Terwijl we samen op een oude kist zaten, met de schapen vlakbij ons in het half duister, vertelde ik haar over ons kleine bedrijf. Over de tuin met zomer- en wintergroenten en de velden met spelt; het oude graan dat nog geen bestrijdingsmiddelen nodig had. En ten slotte over de schapen. Over kaarden en spinnen, breien of weven.
"Ik zal het je dadelijk laten zien, als je dat leuk vindt."
Ze knikte heftig. Dat maakte me blij, omdat het 't eerste teken van echte interesse was.
Daarna nam ik haar mee naar de opkamer, waar ik de truien en plaids voor haar neerlegde, die ik aan een boetiekje in de stad verkocht. Ze nam ze in haar handen en bevoelde de zachte wollen weefsels. Misschien was het mijn verbeelding, maar ik meende een glans van genoegen op haar gezicht te zien komen.
Later hielp ze me met koken en hoewel ze niets meer vertelde, leek haar zwijgen minder bedrukt.
's Avonds, voor ik ging slapen, schetste ik een uitgestoken hand om die voor haar op te hangen. Een kleine sterke hand, die ze kon grijpen als ze wilde.
Die nacht was de hemel helder geworden en had het hevig gevroren.
De wegen waren zo mogelijk nog minder begaanbaar geworden dan op de dag dat Tom en Ger Loecy hadden gevonden. De tekening die ons wachtte, liet een lege weg zien.

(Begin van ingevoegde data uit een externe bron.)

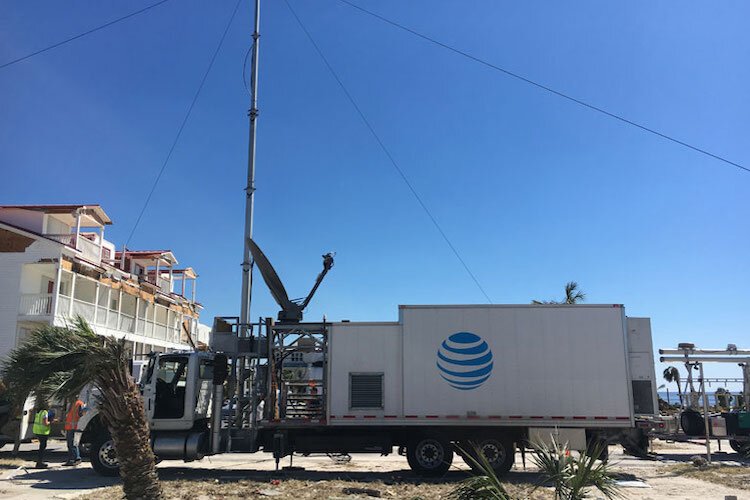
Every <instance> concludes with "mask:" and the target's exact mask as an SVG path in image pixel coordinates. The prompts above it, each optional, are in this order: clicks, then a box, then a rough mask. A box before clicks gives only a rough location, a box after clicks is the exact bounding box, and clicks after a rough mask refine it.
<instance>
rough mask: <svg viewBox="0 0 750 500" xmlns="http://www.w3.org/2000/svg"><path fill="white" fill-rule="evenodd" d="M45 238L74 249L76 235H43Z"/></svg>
mask: <svg viewBox="0 0 750 500" xmlns="http://www.w3.org/2000/svg"><path fill="white" fill-rule="evenodd" d="M44 236H45V237H47V238H49V239H52V240H55V241H59V242H60V243H62V244H63V245H68V246H69V247H73V248H75V247H76V235H75V234H73V233H66V234H45V235H44Z"/></svg>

Een lange lege weg, zonder een wegwijzer, bomen of huizen.
"Wat een verlatenheid," mompelde ik tegen Tom, die zijn arm troostend om me heen legde, omdat ik huiverde.
Het was nu de dag voor Kerstmis en ik vertelde Loecy na haar ontbijt, dat ik een cake wilde gaan bakken. Gelukkig hadden we voordat de sneeuw viel, een flinke voorraad ingeslagen.
Zelf hadden we schapenkaas, en bij de dichtstbijzijnde boerderij kon ik altijd melk en eieren krijgen.
"Mag ik helpen?" vroeg ze en rolde de mouwen van haar trui op.
"Graag," antwoordde ik, waarna ze meel op het schoongemaakte werkblad strooide.
"Waarom Loecy?" vroeg ze, halverwege het kneden.
"Mijn moeder heet Louellen en die van Tom, Lucia. En hoewel je als een lichtje in de donkere dagen voor Kerstmis bij ons gekomen bent, vind ik Lucy minder goed bij je passen. We houden veel van onze moeders en bij Loecy moet ik aan jou, zowel als aan hén denken. Als er nog een tweede kindje was gekomen, zou ik haar graag zo genoemd hebben."
Ze knikte langzaam, en er verscheen een klein lachje om haar mond. Toen ging ze verder, totdat ze het blik in de warme oven kon schuiven.
Die avond kon ik niet tot de ochtend wachten met mijn getekende antwoord. Ik wilde haar nog voor Kerstmis hoop geven.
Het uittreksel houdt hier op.